Environmentalism as a concept is something I am somewhat passionate about and, despite my love of driving fast, I try to have as little impact on the earth as I can. I shop mostly resale and try to not own more than I need (books being my biggest downfall-- I have much dead tree at my house!). I drive as little as possible-- walk or use public transport when I can. I gave up air conditioning and I turn the heat down to 65 degrees Fahrenheit in the winter. I wanted to become an environmental architect as a career change at one point before the economic collapse in Michigan.

In the past, I have worked for two different environmental groups as a canvasser, lobbyist, and general educator. When I was growing up on the shores of Lake Michigan one of the chemical companies in the town I grew up in buried chemical refuse in metal drums that corroded and polluted all of the ground water in the area. My grandmother's restaurant became a distribution point for awhile for bottled water.

Also the town that I lived in had several unique features that were conflicting. An internationally known sewage treatment facility that was one of the first to use crops to filter sewage water and cleanse it. A coal powered electrical plant with a smokestack that belched smoke that became acid rain that came down miles away in another county on their asparagus fields. And a shoreline that showed the natural progression from sandy scrub through pine forest to hardwood forest.

As school children we took field trips and walked the progression and learned about the trees and the habitats.

An environmental consciousness and economic ideas of empowering oneself, learning to do things for oneself, and being a low consumer are deeply embedded in me. As a teenager, I helped my uncle build his house from salvage. My mother routinely knocked out walls in her house when she felt a need to redecorate. To my mind, everyone should know how to fix the things, grow food, make things, and be able to do for themselves. I think this is part of being in touch with the environment-- it is the human side of the equation to simply know what we as a species require for our own survival. We are often too disconnected from the soil --buying things that are removed from the earth and displayed in well-lit grocery stores. We are often removed in our thoughts from our own shelter needs-- we take it for granted that the heat will come on, the roof will be sound, water will pour from a turned on tap, etc. Typically, we only have thoughts on how we relate to our survival needs when something goes awry.

Ann Arbor as a town is a very lovely, Midwestern, university town.
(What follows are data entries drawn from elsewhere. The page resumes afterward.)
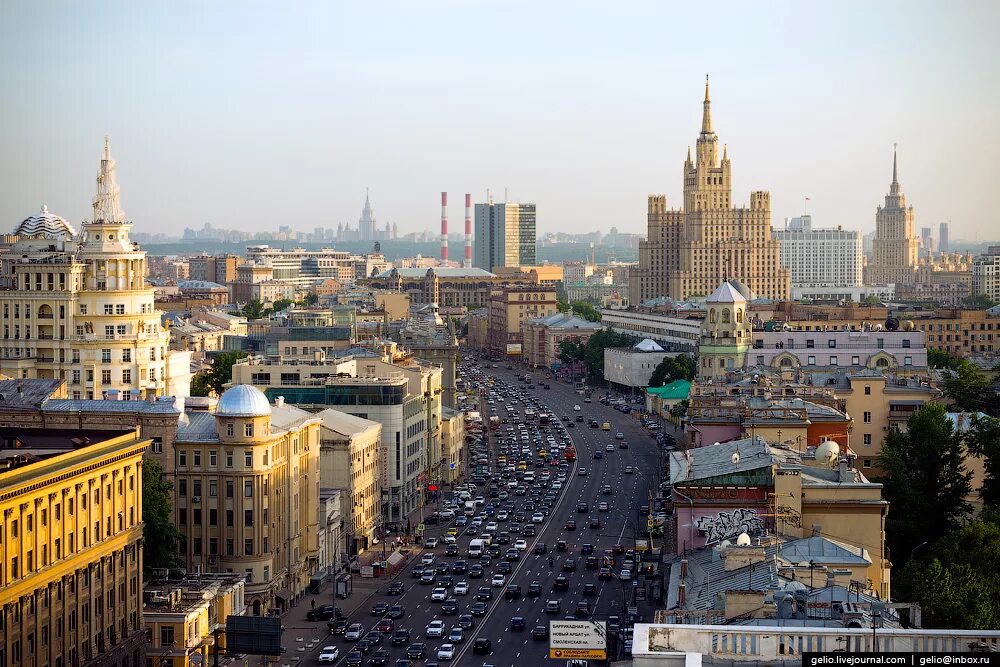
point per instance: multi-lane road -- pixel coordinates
(618, 525)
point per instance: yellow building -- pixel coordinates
(71, 549)
(182, 617)
(247, 494)
(510, 308)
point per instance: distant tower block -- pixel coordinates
(468, 232)
(444, 226)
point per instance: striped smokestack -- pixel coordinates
(444, 226)
(468, 232)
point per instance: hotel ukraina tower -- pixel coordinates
(76, 306)
(690, 251)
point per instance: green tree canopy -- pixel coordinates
(925, 481)
(681, 367)
(967, 387)
(957, 585)
(159, 533)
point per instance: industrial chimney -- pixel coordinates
(468, 232)
(444, 226)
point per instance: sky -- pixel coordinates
(251, 115)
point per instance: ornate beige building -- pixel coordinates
(76, 307)
(690, 251)
(896, 246)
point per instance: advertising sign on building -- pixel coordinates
(587, 640)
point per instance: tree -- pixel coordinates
(925, 481)
(221, 372)
(254, 310)
(983, 440)
(967, 387)
(941, 359)
(200, 384)
(681, 367)
(957, 586)
(159, 533)
(279, 305)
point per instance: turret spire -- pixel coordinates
(107, 207)
(706, 116)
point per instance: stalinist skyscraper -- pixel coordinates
(895, 250)
(690, 251)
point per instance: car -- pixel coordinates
(337, 627)
(329, 654)
(416, 651)
(435, 629)
(323, 612)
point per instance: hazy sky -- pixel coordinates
(253, 115)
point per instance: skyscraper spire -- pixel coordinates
(107, 207)
(706, 117)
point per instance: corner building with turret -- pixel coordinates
(690, 251)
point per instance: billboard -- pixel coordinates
(253, 635)
(587, 640)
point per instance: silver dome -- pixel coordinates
(243, 401)
(45, 224)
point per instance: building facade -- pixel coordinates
(509, 308)
(71, 554)
(820, 258)
(896, 247)
(689, 251)
(247, 483)
(77, 307)
(505, 235)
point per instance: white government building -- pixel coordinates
(76, 307)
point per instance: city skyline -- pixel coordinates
(193, 104)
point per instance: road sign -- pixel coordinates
(585, 640)
(577, 654)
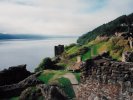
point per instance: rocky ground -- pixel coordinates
(104, 79)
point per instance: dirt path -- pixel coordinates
(73, 81)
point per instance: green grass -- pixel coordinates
(77, 75)
(67, 87)
(46, 77)
(14, 98)
(56, 77)
(49, 76)
(72, 50)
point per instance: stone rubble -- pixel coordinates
(105, 79)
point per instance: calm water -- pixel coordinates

It has several resale shops and a wonderful recycling initiative. There is a program to initiate solar energy usage. It is as a community trying to be "green". But even amongst the neo-pagan community there feels to me a disconnect from the environment. This comes about in part because everything is safe and tame and the greatest "wild" area is a large park by the Huron River.

I grew up on the sandy beaches and sun bleached dunes of Lake Michigan. I watched the thunderheads roll in off the lake and the lightning illuminate purple and grey clouds. I have seen white capped waves crash with pulverizing repetitive force and watched the pines bend with the wind. I have spent days and weeks removed from other people, living in a tent, boiling water over a fire, and making due with as little as possible.

I am now in the Rockies in Colorado, I am still getting acclimated to the altitude which has left me surprisingly fatigued. But I can sense a different ethic here than in Ann Arbor. The "wild" is outside my door. I have been told that the elk bed in the field outside my window. The garbage dumpster is equipped with a steel pipe to discourage the bears. I have counted several different varieties of rodents. The coyotes yap and howl nightly. There's a ferocity here and a taken for granted awareness of the environment. Solar panels can be spotted with regularity. Bicyclists cruise up and down the trails. I have a familiarity and respect for the Great Lakes and Lake Michigan in particular. When I get homesick, it is more for the Lake than anyone else. I am in a new community where I have to learn the ways of people out here and get to know individuals. I also have to become acquainted with the mountains.